In a classic example of substantive consolidation, two or more subsidiaries of a parent company could fail. Their finances may be closely intertwined, as seen in cases where one company supplies another or when the same personnel oversee both companies and fail to keep them clearly separated. Sometimes, creditors themselves tend to blur the lines between the companies they do business with, and this can make it hard to determine which company owes what money, and to whom.
On reviewing the cases, a judge in a bankruptcy court may determine that substantive consolidation is the best option. The liabilities of both companies are cataloged and combined, as are any available assets. Creditors are provided with compensation on the basis of the type of debt involved. It may not always be possible to completely repay debt, as seen when companies do not have enough assets to cover their debt. Higher-ranking creditors will be repaid first, followed by lesser obligations.
There is a potential with substantive consolidation that some creditors may lose out. The intermingled assets must pay for the liabilities for both companies. Creditors who might have gotten a bigger percentage of their monies must share with more creditors and may not receive full payment as a result. Judges must consider this issue when deciding whether to pool the assets and liabilities of two companies. Also under consideration is whether companies are asking for bankruptcy protection to reorganize, or are actually liquidating.

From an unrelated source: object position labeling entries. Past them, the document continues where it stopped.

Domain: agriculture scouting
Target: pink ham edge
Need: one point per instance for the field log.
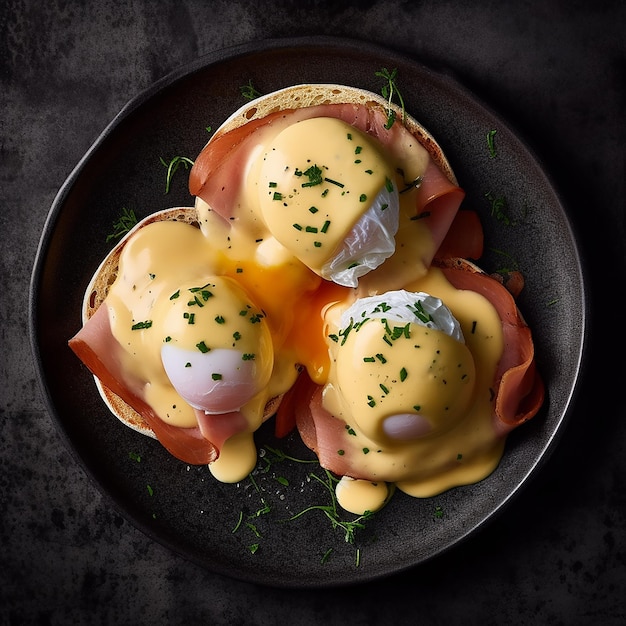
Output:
(96, 346)
(217, 174)
(519, 390)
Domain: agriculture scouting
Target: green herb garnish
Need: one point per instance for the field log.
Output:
(172, 167)
(388, 91)
(123, 224)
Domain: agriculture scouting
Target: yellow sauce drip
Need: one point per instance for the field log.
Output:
(359, 496)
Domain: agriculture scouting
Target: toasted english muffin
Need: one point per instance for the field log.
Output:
(298, 96)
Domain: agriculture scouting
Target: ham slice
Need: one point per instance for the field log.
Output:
(99, 350)
(518, 388)
(219, 170)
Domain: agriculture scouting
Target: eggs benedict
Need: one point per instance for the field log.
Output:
(318, 268)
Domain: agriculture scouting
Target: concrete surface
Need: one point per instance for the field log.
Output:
(556, 71)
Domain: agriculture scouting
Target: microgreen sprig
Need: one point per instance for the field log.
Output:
(123, 224)
(388, 91)
(348, 527)
(173, 166)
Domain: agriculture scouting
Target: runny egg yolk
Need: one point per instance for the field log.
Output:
(218, 353)
(327, 195)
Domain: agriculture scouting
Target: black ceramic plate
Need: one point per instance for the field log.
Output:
(184, 507)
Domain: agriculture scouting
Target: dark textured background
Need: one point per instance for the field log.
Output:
(556, 71)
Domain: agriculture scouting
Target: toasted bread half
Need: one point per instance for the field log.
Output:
(300, 96)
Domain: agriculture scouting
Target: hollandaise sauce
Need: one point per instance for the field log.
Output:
(215, 321)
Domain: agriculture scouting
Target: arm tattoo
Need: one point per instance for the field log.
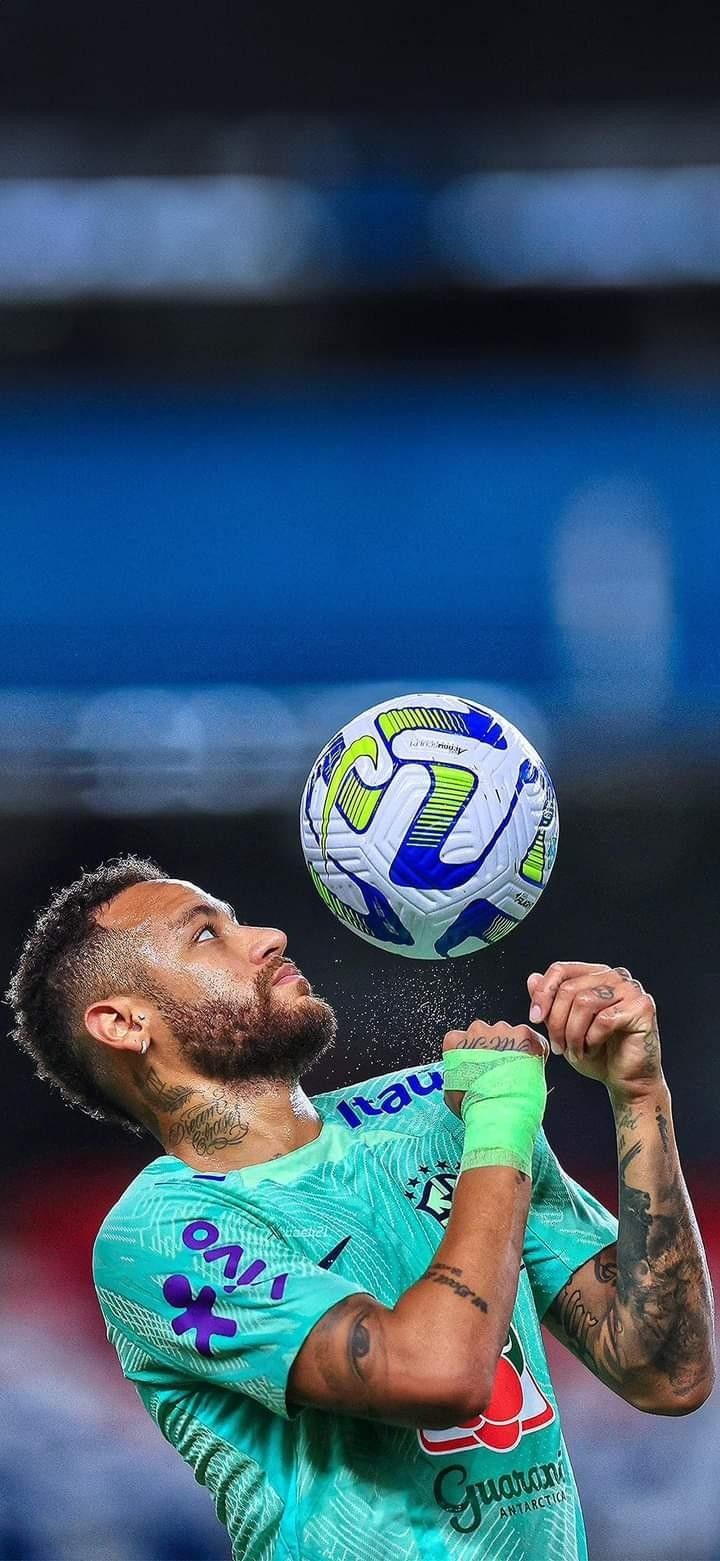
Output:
(658, 1313)
(577, 1322)
(499, 1043)
(605, 1266)
(661, 1121)
(442, 1274)
(358, 1346)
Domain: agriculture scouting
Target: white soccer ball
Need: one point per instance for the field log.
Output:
(430, 826)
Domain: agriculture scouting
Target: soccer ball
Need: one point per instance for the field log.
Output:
(430, 826)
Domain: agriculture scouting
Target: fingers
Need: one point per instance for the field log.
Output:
(544, 988)
(584, 1004)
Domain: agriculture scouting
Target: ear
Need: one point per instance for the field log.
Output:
(116, 1024)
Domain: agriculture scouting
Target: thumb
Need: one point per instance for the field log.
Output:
(534, 1010)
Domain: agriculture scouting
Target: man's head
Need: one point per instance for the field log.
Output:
(128, 963)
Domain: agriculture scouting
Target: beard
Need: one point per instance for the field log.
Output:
(241, 1038)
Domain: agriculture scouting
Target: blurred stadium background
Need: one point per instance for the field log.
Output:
(345, 353)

If substantive consolidation is a possibility in a case, people may be provided with a chance to comment, allowing them to discuss concerns with the judge. People watching the proceedings tend to take careful note of moves like consolidation, as it may provide important information about how and when the case will be settled. If the company is high profile, it may be discussed in the mainstream media, as well as being covered in the financial news and examined by analysts who have an interest in the case.